Single by Fat Freddy's Drop

from the album Based on a True Story
- Released: 12 December 2005
- Genre: Electro, reggae
- Length: 5:05 (radio edit) 9:49 (album version)
- Songwriters: Maxwell, Tamaira, Faiumu, Laing, Kerr, Gordon

Audio sample
- file; help;

= Wandering Eye =

"Wandering Eye" is a single released from the band Fat Freddy's Drop in 2005. It was their first publicly released single and had an excellent response from the public. This song features a multitude of instruments such as the trumpet, saxophone, guitar, vocals and a synthesizer.

== Music video ==
The accompanying video clip for "Wandering Eye" is set in a local fish and chips store, where the band provides the locals with a meal.
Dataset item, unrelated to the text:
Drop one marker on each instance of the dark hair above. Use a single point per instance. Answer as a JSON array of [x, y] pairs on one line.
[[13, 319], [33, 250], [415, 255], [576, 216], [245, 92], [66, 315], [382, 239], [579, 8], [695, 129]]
While they are serving the customers and cooking the meals they are singing the song. Later on, when it is time to close, the band go downstairs to perform a concert for the customers. The video features cameos from John Campbell, Carol Hirschfeld, Ladi6, and Danielle Cormack and is directed and created by Mark Williams. The music video won the New Zealand Music "Tui" Award for Best Music Video.

==Chart performance==
The song debuted on the New Zealand Singles Chart at number 31, and peaked at number 6. It left the chart after 17 weeks. It achieved gold sales by 17 October 2010.

==Track listing==

Wandering Eye (EP)
| No. | Title | Length |
|---|---|---|
| 1. | "Wandering Eye" (Radio Edit) | 5:05 |
| 2. | "Wandering Eye" (Submariner Remix) | 6:26 |
| 3. | "Wandering Eye" (Fitchie's Instrumental) | 8:01 |
| 4. | "Wandering Eye" (Live Italia Reprise) | 3:30 |

== Certifications ==

Certifications and sales for "Wandering Eye"
| Region | Certification | Certified units/sales |
| New Zealand (RMNZ) | 9× Platinum | 270,000^{‡} |
^{‡} Sales+streaming figures based on certification alone.